Type | What It Measures | Key Insight |
|---|---|---|
Customer Churn | Number of customers lost | Best for tracking logo retention |
Revenue Churn | MRR or ARR lost | Better for understanding financial impact |
Gross Churn | Total revenue lost, no offsets | Shows full scale of attrition |
Net Churn | Revenue lost minus expansion revenue | Can be negative (a healthy signal) |
Voluntary Churn | Customer actively cancels | Points to product, pricing, or fit issues |
Involuntary Churn | Payment failure, expired card | Fixable with billing automation |
Customer churn counts the number of accounts lost. Revenue churn measures the dollars. A founder who loses one enterprise account at $10,000/month has lower customer churn than one who loses ten SMB accounts at $50/month, but higher revenue churn.
Gross churn is the total revenue lost from cancellations and downgrades, with no offsets. Net churn subtracts expansion revenue from upsells and cross-sells.
If your existing customers expand fast enough, net churn can go negative.
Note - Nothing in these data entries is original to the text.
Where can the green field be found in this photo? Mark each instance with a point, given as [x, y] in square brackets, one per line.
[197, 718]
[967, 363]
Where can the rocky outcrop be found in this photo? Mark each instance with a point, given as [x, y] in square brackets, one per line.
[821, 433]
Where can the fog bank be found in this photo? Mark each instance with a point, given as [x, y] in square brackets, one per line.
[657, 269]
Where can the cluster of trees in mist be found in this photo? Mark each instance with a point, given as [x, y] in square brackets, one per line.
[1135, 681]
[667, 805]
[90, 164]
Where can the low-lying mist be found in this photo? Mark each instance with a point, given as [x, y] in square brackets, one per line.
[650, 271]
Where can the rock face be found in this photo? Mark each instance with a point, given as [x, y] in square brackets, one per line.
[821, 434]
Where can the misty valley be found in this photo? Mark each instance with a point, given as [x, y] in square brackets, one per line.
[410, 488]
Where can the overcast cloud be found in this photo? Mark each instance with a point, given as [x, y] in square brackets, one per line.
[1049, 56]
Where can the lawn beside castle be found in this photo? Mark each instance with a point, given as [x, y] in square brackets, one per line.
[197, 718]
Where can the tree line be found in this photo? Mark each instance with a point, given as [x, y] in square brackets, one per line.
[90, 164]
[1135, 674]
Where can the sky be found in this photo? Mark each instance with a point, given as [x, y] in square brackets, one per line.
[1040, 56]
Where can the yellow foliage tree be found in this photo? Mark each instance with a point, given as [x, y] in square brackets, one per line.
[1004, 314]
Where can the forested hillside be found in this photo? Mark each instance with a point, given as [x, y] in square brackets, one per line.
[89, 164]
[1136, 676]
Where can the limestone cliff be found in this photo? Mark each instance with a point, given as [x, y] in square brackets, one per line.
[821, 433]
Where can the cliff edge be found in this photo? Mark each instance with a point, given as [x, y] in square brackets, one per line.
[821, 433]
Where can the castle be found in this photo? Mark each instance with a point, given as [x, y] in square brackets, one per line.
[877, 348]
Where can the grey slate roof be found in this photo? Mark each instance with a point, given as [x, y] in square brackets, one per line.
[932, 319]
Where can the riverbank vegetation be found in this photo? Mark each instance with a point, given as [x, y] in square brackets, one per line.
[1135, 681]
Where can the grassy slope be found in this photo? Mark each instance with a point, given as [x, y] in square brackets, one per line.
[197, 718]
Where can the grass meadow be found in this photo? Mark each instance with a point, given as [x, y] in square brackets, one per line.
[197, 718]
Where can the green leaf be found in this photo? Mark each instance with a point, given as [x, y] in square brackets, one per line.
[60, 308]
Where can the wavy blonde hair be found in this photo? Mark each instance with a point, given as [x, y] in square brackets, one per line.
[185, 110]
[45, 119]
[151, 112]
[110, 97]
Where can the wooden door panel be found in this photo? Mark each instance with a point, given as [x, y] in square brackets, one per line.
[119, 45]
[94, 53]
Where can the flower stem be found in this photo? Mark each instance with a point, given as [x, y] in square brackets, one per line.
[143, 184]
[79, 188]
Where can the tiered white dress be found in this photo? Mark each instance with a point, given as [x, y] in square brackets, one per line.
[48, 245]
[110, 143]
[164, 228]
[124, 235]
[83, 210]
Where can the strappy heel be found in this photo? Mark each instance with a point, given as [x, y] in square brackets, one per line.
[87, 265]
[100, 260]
Negative churn means revenue grows even if you sign zero new customers: one of the clearest indicators of a healthy SaaS business.
Voluntary churn happens when a customer actively cancels. This signals dissatisfaction with the product, pricing, onboarding, or competitive pressure.
Involuntary churn happens when a payment fails or a card expires. Recurly's benchmark data shows voluntary churn accounts for 2.41% and involuntary for 0.86% of their merchants' 3.27% average monthly rate. The involuntary portion is fixable with dunning management, card updaters, and intelligent payment retries.
Every customer you retain keeps paying and often pays more over time through upgrades and expanded seats. If your expansion revenue from existing customers exceeds what you lose from cancellations, you achieve negative net churn. Revenue grows without a single new logo.
Low churn stabilizes your MRR and ARR, which makes financial planning reliable. You can model growth, headcount, and burn with confidence when your existing revenue base is largely secure.
According to Forbes, the cost of acquiring a new customer is 5x higher than retaining an existing one. Every churned customer you prevent avoids the full cost of another acquisition cycle.
Vitally's 2025 SaaS benchmarks note that B2B SaaS churn dropped from a 7.5% peak in late 2021 to 3.5% in 2025. Companies with strong retention command stronger valuations. Low churn supports higher revenue multiples.
Tracking churn by cohort, plan type, and acquisition channel reveals where your product-market fit is strong and where it's weak. A company with 3% overall churn might discover its SMB cohort is churning at 12% while enterprise holds at 2%. That's a signal you can't find in a blended number.
There is no universal formula for churn. Some companies use beginning-of-period counts, others use averages. Some include trial users, some exclude them.
This makes benchmarking unreliable unless you know how a peer company calculates it. Document your formula, apply it every period, and only compare benchmarks with the same methodology in mind.
Involuntary churn from failed payments gets misread as customers leaving because they're unhappy with the product. This sends product and customer success teams chasing a problem that billing automation could solve.
Recurly reports that 54.5% of its merchants saw decreased churn in 2024 by implementing retention features like pause options, tiered pricing, and automated payment recovery.
By the time customers cancel, the underlying issue has existed for weeks or months. Churn is a lagging indicator.
Pair it with leading indicators: product engagement rates, feature adoption, NPS scores, and support ticket volume. Act before customers reach the cancellation stage.
A healthy blended churn rate can mask catastrophic churn in a specific customer segment. UserMotion's 2024 benchmark data shows large organizations average 3.8% annual churn while small businesses average 7.5%.
Segment your churn by plan tier, company size, acquisition channel, and cohort to find where the real problems are hiding.
Churn rate is the clearest signal of whether your business model is working. A high rate means you're spending to acquire customers you can't keep. A low rate means your product delivers enough ongoing value that customers stay and often spend more over time.
For founders, the goal isn't to eliminate churn entirely. It's to understand where it comes from, segment it by cohort and type, and act on both voluntary and involuntary causes before they compound.